Gentil Pio– É verdade. Nosso tribunal é um dos mais céleres do País, isso se deve ao comprometimento de servidores e magistrados que, mesmo com sobrecarga de trabalho, procuram entregar com rapidez a prestação jurisdicional. Para se ter idéia de nossos serviços, na primeira instância, uma reclamação no sumaríssimo (rito para causas cujo valor é de até 40 salários mínimos), demora em média 27 dias. Esse tempo vai do ajuizamento até a prolatação da sentença. No procedimento ordinário, em média, o período é de 72 dias. Se houver recurso, no TRT, os casos têm sido julgados em 91 dias. Queremos manter e até melhorar esses índices.

DM – A flexibilização das leis trabalhistas deve ser implementada?

Gentil Pio – É preciso, primeiro, definir o que é flexibilização. Tem gente que ataca ardorosamente e outros defendem o tema da mesma forma. Acredito sempre que o certo, ou o melhor, está no meio termo. Não podemos prejudicar os direitos fundamentais e essenciais do trabalhador. Aliás, penso que não é momento para se discutir flexibilização.

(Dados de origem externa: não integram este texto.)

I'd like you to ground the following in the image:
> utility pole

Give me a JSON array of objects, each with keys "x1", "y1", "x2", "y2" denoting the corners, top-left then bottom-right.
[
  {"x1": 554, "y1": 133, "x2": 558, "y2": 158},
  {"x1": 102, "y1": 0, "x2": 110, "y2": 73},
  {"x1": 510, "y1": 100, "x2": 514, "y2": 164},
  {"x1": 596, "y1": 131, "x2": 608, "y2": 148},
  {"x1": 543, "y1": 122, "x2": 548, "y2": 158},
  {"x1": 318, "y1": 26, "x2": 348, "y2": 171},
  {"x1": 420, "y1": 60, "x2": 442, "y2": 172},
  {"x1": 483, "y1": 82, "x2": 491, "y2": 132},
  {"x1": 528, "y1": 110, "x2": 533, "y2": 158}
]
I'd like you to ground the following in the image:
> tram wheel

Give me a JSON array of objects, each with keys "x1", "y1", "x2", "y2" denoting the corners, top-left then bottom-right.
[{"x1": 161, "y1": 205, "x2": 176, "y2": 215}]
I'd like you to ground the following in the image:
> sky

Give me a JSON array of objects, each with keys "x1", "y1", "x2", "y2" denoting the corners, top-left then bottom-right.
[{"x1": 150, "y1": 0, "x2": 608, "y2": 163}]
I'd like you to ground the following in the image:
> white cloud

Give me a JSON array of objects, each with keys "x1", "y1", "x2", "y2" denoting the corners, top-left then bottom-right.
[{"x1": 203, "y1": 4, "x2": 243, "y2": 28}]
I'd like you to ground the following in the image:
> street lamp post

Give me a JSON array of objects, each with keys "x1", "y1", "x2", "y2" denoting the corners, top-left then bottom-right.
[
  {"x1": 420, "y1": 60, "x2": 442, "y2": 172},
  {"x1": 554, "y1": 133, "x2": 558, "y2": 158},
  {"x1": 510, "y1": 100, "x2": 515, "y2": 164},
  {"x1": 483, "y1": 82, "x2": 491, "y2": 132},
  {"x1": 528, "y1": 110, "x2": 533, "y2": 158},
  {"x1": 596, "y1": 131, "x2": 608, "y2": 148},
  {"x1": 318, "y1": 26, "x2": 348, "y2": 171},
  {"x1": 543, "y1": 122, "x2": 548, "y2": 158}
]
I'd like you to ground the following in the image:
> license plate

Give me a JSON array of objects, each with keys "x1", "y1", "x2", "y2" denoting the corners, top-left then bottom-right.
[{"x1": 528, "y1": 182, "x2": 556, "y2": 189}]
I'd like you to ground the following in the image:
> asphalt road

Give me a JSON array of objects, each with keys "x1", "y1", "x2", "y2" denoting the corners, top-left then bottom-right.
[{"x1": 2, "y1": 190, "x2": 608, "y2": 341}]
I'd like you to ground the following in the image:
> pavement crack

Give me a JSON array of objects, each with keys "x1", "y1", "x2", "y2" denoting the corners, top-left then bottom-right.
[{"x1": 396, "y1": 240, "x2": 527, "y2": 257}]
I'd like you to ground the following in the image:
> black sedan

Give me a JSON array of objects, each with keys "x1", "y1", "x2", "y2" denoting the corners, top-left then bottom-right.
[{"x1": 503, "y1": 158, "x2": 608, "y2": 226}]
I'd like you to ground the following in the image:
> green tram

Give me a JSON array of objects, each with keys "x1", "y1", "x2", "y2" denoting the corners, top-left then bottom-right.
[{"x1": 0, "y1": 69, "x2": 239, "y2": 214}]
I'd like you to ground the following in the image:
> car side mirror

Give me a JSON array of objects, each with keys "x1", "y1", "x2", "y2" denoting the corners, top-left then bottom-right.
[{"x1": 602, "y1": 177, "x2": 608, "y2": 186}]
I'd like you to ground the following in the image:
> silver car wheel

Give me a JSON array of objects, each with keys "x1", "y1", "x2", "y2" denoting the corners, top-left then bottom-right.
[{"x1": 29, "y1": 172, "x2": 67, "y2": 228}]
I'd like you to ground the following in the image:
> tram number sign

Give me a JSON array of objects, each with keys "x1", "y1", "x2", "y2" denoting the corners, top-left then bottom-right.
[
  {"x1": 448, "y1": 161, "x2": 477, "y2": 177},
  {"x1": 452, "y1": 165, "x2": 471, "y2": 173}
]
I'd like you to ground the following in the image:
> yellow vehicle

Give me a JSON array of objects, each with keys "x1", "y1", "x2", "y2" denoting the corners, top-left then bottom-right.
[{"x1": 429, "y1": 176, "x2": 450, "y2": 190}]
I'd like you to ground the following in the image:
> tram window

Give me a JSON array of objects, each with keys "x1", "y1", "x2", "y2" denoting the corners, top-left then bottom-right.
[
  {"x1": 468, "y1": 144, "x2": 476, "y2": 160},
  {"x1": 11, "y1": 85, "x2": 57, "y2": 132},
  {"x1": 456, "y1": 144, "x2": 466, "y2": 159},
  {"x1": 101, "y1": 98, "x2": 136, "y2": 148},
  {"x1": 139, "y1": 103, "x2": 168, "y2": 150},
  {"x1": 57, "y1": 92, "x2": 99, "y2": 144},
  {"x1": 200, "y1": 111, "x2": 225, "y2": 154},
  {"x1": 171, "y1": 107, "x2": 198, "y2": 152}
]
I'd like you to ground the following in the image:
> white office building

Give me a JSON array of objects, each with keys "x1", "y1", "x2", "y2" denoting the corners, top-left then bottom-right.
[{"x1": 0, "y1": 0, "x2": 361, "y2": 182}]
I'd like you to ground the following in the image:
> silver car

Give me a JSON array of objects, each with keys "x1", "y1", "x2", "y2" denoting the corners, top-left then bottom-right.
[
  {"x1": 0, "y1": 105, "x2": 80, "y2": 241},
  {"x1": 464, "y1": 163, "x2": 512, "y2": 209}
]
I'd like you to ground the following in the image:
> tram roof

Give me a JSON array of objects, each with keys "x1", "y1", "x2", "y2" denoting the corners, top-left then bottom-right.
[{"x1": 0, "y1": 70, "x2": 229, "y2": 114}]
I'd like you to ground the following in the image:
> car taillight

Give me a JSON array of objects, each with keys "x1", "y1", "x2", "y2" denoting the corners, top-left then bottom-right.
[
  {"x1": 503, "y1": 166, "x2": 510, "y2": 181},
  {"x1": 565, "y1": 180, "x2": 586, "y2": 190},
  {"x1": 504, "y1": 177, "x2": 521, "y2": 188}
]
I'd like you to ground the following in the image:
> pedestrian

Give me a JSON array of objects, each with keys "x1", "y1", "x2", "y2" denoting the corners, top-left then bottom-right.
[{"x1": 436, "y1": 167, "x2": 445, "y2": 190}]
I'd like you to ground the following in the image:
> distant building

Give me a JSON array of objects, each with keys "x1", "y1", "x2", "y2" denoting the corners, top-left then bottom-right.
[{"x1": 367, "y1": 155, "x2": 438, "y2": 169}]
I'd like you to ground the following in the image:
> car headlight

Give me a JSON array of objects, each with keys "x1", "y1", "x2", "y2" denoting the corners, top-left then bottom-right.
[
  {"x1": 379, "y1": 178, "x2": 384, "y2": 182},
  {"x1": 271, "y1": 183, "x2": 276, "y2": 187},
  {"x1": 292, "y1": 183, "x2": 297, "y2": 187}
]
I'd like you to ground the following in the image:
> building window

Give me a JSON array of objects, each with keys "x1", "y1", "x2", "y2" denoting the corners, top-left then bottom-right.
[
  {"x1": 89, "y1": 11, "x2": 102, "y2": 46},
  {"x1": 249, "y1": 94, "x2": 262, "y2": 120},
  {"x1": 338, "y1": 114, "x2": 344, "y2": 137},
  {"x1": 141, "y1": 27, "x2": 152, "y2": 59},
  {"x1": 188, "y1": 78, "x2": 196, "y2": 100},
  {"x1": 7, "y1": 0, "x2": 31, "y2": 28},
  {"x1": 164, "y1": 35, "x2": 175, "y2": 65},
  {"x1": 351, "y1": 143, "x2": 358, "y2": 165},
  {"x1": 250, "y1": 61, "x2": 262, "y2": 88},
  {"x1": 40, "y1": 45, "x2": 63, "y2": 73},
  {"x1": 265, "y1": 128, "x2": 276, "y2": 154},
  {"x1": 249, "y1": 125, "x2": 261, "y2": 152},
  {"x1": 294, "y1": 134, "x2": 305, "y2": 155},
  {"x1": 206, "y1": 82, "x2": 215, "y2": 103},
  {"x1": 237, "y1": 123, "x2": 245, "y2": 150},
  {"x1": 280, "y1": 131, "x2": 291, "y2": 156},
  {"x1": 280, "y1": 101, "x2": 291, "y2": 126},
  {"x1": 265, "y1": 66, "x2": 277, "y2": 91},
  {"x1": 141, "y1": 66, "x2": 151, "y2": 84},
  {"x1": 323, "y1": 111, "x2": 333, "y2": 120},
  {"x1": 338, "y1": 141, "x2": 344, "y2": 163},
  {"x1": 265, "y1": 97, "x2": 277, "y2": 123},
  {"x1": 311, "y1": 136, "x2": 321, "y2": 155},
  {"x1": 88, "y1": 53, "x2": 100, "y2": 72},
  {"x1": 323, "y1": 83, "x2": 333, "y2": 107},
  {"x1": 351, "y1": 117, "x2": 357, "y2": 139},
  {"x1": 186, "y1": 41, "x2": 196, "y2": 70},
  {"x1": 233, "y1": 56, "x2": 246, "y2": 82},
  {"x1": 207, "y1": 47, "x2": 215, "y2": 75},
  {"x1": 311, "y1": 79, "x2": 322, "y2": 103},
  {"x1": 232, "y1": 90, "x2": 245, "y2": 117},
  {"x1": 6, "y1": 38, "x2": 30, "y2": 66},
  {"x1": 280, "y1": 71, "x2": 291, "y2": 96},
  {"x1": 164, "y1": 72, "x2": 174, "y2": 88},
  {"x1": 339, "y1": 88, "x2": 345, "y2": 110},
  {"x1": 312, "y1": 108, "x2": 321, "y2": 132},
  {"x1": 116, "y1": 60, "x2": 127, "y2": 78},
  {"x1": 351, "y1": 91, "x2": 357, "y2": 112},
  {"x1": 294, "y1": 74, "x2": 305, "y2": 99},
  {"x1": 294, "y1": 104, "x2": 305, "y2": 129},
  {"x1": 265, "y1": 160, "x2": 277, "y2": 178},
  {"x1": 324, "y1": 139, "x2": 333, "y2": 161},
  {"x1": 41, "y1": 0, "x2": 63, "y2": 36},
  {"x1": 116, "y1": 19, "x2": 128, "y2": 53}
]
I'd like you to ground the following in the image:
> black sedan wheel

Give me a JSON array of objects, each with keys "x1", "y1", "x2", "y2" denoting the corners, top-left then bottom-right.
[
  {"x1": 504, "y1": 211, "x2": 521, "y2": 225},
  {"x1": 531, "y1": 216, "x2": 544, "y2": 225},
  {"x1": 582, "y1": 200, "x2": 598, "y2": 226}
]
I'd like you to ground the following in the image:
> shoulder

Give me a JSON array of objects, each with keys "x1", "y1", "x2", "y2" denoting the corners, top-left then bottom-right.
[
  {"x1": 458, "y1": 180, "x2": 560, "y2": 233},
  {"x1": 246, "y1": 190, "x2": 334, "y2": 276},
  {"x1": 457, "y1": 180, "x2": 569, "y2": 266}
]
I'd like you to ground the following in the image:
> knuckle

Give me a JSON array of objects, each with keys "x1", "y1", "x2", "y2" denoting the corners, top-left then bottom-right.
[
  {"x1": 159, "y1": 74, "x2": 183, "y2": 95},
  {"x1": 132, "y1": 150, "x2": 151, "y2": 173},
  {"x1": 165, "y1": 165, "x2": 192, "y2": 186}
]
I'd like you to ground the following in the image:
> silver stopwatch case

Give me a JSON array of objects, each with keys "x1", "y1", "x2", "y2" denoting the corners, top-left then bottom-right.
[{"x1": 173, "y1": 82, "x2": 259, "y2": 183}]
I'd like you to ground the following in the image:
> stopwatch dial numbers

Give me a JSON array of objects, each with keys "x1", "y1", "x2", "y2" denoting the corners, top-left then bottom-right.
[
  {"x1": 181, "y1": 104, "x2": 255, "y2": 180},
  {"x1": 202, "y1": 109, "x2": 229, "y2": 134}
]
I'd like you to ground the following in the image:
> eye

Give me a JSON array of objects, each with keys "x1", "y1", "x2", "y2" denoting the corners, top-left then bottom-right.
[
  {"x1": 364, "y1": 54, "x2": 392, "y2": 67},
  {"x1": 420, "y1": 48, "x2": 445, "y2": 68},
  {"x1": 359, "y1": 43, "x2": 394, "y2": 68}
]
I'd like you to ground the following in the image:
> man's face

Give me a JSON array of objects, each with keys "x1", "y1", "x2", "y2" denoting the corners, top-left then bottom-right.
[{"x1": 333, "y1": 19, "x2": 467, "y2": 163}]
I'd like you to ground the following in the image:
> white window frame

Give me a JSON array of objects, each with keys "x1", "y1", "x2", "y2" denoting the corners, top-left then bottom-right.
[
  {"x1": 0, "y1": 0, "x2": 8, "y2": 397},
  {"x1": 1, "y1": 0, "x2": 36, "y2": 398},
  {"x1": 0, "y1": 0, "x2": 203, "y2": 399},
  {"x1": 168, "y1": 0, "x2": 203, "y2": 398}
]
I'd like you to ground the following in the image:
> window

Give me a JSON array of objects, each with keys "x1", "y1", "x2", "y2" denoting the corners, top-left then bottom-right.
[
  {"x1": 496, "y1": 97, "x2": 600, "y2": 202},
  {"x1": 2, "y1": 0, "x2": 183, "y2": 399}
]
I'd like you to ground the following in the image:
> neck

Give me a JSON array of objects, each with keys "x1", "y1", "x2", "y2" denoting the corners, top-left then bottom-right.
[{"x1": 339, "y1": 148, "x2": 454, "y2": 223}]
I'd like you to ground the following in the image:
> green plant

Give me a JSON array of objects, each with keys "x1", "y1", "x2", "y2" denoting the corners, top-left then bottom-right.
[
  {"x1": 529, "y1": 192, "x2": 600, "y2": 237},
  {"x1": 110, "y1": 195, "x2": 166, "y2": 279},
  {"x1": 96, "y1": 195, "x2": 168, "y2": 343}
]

Atualmente, o Brasil tem uma grande oferta de mão-de-obra e pouca oferta de empregos. Ou seja: o trabalhador está em uma situação de inferioridade. Ele está mais preocupado em garantir o emprego do que os seus direitos. Agora veja esta situação: o trabalhador constitui a grande massa de consumo, se ele perde o emprego, será um consumidor a menos. Em consequencia, a indústria vai produzir menos. Essa roda não pode ter continuidade...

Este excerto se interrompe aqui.